二人の間に置かれたガトーショコラの、濃厚なチョコレートの香りが、にわかに立ち込めた緊張を和らげるかのように、ふわりと漂った。しかし、その甘い香りでさえ、これから始まる論争の、壮大な前口上に過ぎないことは、二人には分かっていた。
沙月は、銀のフォークを手に取ると、寸分の狂いもなく、ガトーショコラの角を切り取った。その完璧な切断面は、彼女の思考の明晰さを物語っているかのようだった。

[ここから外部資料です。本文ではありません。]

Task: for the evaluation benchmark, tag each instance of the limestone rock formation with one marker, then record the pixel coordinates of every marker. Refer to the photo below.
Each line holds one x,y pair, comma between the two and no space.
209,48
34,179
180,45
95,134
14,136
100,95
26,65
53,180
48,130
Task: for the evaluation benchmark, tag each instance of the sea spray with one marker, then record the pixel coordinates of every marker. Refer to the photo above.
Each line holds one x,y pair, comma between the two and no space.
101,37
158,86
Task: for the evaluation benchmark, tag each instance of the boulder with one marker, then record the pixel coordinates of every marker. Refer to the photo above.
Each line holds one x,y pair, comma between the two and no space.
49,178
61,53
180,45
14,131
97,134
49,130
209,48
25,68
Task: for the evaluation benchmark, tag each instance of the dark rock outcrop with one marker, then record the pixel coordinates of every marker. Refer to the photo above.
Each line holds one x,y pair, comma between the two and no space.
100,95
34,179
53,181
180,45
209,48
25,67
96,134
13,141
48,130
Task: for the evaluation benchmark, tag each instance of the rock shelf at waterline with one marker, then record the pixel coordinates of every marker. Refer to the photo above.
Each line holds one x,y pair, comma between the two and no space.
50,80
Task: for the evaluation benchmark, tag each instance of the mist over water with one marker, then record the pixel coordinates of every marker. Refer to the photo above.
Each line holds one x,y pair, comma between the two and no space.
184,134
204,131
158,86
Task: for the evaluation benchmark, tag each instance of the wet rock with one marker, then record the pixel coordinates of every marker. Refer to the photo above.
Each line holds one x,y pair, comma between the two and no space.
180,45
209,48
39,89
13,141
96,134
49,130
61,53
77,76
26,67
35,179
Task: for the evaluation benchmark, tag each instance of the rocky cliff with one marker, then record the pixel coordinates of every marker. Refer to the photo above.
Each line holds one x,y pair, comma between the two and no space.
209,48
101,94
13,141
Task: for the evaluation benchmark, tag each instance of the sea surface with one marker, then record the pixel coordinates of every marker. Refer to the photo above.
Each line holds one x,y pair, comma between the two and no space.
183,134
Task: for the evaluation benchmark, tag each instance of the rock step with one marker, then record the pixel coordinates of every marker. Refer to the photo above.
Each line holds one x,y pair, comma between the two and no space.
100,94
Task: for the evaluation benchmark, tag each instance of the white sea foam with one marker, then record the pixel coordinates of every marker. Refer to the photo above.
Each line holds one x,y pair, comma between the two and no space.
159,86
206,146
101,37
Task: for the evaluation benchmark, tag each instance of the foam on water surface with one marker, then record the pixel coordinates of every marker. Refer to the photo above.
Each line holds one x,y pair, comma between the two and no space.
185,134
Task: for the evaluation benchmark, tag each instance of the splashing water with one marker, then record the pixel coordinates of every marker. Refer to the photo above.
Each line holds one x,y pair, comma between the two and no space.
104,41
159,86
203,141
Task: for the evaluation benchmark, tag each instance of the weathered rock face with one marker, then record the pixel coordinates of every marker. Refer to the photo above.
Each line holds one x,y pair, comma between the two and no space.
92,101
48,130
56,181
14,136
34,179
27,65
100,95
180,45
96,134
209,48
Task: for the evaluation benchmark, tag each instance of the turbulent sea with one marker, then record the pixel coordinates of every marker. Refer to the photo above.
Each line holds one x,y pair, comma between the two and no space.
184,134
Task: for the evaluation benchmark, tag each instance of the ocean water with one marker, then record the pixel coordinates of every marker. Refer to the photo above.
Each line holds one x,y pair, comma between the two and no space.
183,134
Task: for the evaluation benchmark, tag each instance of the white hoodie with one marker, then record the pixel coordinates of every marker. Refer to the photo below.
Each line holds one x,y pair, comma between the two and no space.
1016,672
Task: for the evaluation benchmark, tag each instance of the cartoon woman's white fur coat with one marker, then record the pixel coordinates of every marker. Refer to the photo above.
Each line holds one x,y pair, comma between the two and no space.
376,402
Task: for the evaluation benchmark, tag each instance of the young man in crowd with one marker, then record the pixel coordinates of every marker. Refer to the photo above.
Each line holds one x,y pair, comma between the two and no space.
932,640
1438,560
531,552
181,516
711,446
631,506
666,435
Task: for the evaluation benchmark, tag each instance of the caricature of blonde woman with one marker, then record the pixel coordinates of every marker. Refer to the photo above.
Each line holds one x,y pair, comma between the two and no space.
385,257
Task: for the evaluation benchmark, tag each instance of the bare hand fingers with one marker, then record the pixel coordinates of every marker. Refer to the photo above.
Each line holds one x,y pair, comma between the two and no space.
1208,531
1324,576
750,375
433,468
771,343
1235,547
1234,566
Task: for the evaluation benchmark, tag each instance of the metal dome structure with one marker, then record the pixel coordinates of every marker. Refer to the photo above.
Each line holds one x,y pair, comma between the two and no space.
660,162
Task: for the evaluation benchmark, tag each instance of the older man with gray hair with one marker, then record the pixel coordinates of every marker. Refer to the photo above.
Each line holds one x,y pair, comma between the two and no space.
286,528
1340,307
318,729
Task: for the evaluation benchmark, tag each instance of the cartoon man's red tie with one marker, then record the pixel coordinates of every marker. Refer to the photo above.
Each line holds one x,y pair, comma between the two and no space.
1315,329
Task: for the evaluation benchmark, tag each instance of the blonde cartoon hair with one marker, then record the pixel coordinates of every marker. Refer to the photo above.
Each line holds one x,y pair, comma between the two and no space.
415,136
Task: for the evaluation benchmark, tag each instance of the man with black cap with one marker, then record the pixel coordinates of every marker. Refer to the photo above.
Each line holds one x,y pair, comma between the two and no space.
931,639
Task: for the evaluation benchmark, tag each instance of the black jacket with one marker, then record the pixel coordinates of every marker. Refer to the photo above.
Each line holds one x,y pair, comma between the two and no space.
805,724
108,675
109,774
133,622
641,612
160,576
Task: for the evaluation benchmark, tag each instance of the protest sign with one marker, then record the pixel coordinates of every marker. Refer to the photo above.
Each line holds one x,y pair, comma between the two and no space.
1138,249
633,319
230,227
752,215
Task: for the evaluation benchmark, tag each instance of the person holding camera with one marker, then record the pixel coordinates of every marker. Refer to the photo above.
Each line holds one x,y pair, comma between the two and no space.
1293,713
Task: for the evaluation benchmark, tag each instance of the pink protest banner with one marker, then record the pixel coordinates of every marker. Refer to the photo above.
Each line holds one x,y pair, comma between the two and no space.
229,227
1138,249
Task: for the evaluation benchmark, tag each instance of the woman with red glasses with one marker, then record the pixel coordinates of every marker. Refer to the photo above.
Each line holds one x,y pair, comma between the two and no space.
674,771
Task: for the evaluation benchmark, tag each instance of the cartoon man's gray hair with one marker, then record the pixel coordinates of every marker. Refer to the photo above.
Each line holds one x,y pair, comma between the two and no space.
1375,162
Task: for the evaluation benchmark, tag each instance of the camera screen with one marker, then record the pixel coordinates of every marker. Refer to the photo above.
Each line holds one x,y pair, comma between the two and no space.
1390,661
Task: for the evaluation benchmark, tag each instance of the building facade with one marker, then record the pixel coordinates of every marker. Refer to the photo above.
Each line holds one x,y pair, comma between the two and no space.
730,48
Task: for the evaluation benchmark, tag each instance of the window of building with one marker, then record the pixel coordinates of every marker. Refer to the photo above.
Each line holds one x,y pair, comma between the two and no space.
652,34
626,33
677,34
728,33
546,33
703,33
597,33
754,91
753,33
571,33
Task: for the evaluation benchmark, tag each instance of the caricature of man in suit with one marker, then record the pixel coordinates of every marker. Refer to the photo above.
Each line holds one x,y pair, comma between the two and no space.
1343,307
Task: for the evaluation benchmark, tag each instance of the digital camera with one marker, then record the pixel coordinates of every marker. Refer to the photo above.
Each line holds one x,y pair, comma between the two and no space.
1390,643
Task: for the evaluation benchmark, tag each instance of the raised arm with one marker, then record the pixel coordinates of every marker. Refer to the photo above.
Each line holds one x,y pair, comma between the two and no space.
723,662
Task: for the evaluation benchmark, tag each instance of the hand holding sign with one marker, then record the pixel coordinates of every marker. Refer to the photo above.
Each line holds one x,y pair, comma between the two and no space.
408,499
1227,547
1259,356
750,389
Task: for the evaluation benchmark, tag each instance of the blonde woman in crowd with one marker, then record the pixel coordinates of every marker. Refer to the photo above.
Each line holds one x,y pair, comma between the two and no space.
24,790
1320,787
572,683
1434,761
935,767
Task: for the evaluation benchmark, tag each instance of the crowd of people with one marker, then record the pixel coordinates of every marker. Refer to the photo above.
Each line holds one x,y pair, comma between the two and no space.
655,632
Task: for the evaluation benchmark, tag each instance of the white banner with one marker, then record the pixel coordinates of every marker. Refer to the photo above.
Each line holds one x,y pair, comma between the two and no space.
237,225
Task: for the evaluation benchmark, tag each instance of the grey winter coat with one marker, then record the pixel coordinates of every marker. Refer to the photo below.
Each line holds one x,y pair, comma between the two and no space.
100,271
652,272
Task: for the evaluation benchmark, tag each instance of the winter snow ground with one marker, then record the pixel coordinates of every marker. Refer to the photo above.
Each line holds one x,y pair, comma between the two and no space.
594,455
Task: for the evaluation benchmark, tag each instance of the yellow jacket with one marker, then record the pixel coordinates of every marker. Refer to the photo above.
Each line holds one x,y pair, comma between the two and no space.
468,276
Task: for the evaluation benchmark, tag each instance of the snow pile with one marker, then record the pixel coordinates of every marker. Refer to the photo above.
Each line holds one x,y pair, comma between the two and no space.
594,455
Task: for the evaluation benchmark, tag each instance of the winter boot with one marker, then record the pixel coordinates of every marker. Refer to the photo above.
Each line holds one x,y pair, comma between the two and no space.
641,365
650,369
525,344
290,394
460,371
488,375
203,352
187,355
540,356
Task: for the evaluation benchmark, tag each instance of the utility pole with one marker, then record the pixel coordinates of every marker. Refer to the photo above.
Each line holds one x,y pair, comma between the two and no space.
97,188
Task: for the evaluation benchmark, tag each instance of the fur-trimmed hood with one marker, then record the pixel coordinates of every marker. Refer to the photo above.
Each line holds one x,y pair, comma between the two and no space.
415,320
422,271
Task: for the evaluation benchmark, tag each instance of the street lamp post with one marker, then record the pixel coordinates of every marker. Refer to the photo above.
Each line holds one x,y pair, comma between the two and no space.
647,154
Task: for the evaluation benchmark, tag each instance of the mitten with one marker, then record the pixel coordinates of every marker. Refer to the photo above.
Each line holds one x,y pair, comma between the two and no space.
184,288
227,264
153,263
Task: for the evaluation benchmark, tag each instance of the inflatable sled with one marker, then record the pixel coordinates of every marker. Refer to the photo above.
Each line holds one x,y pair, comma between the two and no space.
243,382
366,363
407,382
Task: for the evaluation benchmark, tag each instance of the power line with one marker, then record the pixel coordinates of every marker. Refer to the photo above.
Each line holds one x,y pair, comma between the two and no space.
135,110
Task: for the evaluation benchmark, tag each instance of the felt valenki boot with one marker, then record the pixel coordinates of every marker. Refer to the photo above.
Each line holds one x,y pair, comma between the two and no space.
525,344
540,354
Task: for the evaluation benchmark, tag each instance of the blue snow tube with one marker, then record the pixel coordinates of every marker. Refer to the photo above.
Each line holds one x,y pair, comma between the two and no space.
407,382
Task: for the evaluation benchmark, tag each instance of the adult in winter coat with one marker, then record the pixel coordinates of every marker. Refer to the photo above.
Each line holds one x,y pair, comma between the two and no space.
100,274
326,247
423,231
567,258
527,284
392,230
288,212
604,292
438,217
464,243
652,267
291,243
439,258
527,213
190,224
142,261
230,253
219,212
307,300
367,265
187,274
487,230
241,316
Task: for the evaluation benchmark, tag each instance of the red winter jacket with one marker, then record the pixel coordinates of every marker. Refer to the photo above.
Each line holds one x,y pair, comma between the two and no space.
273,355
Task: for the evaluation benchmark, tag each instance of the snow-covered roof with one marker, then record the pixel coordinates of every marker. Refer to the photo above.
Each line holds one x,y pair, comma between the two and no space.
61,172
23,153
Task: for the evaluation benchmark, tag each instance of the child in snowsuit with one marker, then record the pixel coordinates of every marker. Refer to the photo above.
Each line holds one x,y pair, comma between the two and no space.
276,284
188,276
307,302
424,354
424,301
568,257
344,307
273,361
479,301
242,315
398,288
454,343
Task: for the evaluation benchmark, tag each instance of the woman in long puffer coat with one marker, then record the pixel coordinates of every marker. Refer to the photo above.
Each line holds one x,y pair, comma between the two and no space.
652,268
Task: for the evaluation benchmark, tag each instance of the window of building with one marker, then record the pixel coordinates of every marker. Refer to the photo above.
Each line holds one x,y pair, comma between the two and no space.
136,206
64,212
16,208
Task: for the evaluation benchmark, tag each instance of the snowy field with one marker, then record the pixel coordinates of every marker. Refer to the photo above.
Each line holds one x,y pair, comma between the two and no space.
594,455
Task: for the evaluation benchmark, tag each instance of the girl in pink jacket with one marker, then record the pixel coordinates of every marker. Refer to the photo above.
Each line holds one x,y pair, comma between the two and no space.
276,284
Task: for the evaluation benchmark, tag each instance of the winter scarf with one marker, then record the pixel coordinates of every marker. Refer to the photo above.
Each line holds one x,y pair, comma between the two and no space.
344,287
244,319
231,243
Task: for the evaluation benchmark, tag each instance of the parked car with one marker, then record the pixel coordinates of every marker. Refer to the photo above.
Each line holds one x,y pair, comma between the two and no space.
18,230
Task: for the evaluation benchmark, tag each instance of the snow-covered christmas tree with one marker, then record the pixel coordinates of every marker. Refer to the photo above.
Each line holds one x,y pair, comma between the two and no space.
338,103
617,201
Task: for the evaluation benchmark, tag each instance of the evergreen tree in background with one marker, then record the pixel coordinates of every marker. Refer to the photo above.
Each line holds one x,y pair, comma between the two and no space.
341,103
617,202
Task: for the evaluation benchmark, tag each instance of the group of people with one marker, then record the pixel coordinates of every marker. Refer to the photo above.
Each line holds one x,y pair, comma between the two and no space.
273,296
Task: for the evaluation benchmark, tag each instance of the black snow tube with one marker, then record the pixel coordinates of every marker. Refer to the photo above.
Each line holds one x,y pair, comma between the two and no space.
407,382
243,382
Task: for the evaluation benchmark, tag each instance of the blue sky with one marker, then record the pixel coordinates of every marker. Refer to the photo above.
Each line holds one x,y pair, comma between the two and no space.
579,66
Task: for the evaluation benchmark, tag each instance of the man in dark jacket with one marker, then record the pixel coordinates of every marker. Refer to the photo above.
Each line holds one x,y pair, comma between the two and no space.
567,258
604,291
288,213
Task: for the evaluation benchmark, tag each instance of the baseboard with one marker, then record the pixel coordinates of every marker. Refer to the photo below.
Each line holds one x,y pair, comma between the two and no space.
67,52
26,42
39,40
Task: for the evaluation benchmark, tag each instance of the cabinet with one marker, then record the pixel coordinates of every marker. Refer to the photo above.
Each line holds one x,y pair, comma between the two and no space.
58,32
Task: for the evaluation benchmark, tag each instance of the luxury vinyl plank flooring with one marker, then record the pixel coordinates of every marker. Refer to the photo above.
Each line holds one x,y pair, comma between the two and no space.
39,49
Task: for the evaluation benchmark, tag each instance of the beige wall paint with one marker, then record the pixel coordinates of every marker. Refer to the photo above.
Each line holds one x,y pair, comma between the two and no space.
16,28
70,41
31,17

「面白いわね、莉奈。じゃあ、あなたのそのやり方で、あの主人公――たしか、元の名前は佐藤健二、新しい名前はアレンだったかしら――の、あの忌まわしい『奴隷解放』の場面を、どう切り刻んでくれるのかしら。まずはそこから聞かせてもらおうじゃないの」
沙月の言葉は、宣戦布告だった。
こうして、現代日本のありふれたカフェの一角で、一見すると何の変哲もない二人の女子大生による、架空の物語を巡る、異常に高度で、どこまでも深く、そして果てしなく長い知的闘争の幕が、静かに切って落とされたのである。